Cahal Dowds qualified as a chartered accountant with Touche Ross and co-founded Rutherford Manson Dowds which was acquired by Deloitte in 1999. He led Deloitte’s UK advisory corporate finance business from 2005 before becoming chairman from 2014 when he was also appointed vice chairman of Deloitte UK, prior to his retirement in 2018. He is a non-executive director and interim chairman of MarktoMarket Valuations Limited. He was appointed as a Non-Executive Director of the Company on 18 May 2021 and Chairman on 9 June 2021.
Hazel Cameron qualified as a chartered accountant with Arthur Andersen, before moving into corporate finance with British Linen Bank and then into private equity investing, initially with 3i in 1993. She was subsequently UK head of Bowman Capital, before performing the same role for Cross Atlantic Capital Partners. She is currently network director at Growth Capital Partners LLP, an independent adviser and head of portfolio talent at AIM-listed Gresham House plc and a non-executive director and chair of the audit committee of AIM-listed Parsley Box Group plc. She was appointed as a Non-Executive Director of the Company on 18 May 2021 and Chairman of both the Nomination and Remuneration Committees on 17 August 2022.
Sandy Nairn is Executive Director of Global Opportunities Trust plc, a self-managed global equity investment trust, and an experienced professional investor and author of three original books about investment. He has won multiple performance awards for the management of global equity portfolios.
Sandy was a founder and CEO of the independent investment boutique Edinburgh Partners in 2003. It was subsequently acquired by Franklin Templeton Investments in 2018, from which time until July 2022 he has been Chairman of the Templeton Global Equity Group. Before founding Edinburgh Partners, he was Chief Investment Officer of Scottish Widows Investment Partnership, from 2000 to 2003, and Executive Vice President and Director of Global Equity Research at Templeton Investment Management, from 1990 to 2000. Before joining Templeton Investment Management, Sandy spent for years at Murray Johnstone as a portfolio manager and research analyst. Prior to that he worked as an economist at the Scottish Development Agency.

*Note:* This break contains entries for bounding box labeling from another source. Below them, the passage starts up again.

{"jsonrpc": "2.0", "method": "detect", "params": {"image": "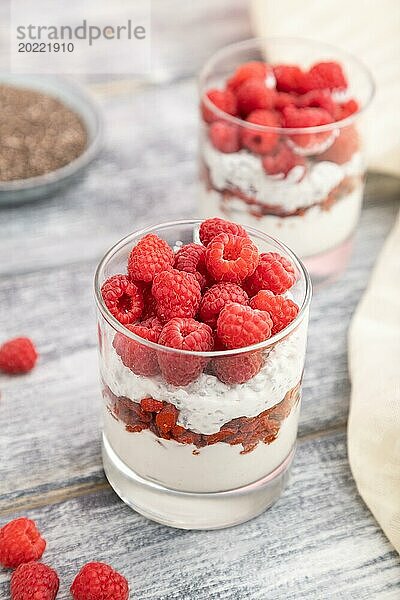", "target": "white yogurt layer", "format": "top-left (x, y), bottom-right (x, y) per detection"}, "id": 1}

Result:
top-left (102, 319), bottom-right (307, 435)
top-left (200, 183), bottom-right (364, 258)
top-left (203, 140), bottom-right (364, 216)
top-left (104, 405), bottom-right (300, 497)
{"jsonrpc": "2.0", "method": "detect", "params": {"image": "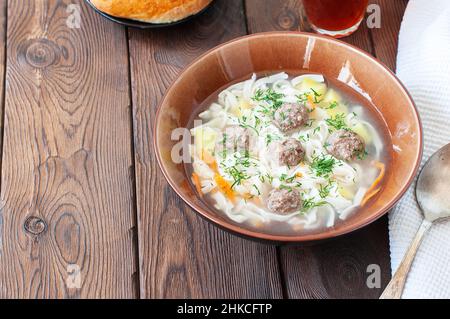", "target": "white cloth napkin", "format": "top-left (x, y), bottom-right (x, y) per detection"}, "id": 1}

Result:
top-left (389, 0), bottom-right (450, 298)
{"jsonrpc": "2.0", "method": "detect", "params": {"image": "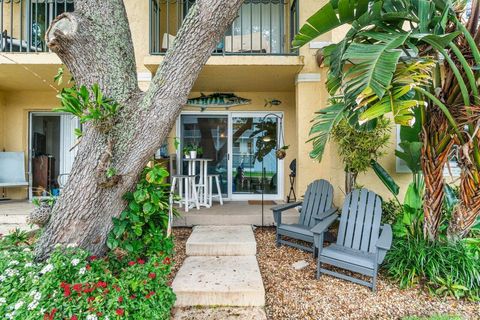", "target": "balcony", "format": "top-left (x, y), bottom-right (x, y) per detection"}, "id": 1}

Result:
top-left (150, 0), bottom-right (298, 56)
top-left (0, 0), bottom-right (73, 52)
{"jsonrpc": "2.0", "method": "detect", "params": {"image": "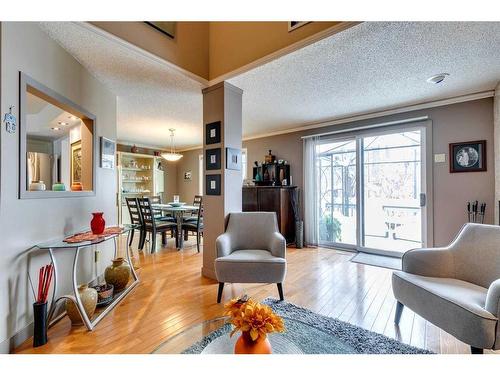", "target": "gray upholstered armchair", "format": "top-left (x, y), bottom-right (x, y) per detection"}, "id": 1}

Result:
top-left (392, 224), bottom-right (500, 353)
top-left (215, 212), bottom-right (286, 303)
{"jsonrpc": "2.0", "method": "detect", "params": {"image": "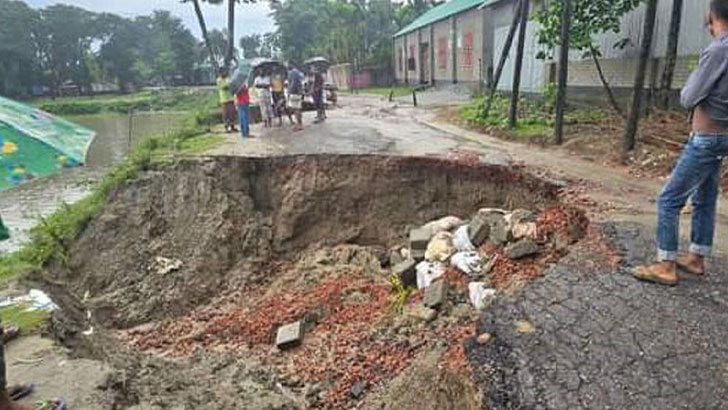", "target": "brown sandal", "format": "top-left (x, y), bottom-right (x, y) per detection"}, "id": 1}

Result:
top-left (632, 266), bottom-right (678, 286)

In 2001 he published a book entitled Engines that Move Markets: Technology Investing from Railroads to the Internet and Beyond. In 2012 he co-authored, with Jonathan Davis, Templeton’s Way With Money and in 2021 published The End of the Everything Bubble: Why $75 trillion of investor wealth is in mortal jeopardy, warning investors about an imminent severe decline in both stock and bond markets.
Sandy Nairn graduated from the University of Strathclyde in 1982 and in 1985 was awarded a PhD in Economics from the University of Strathclyde/Scottish Business School and has been a CFA charterholder since 1992. In 2020 he was elected a Fellow of the Royal Society of Edinburgh. He was appointed as Executive Director of the Company on 27 April 2022.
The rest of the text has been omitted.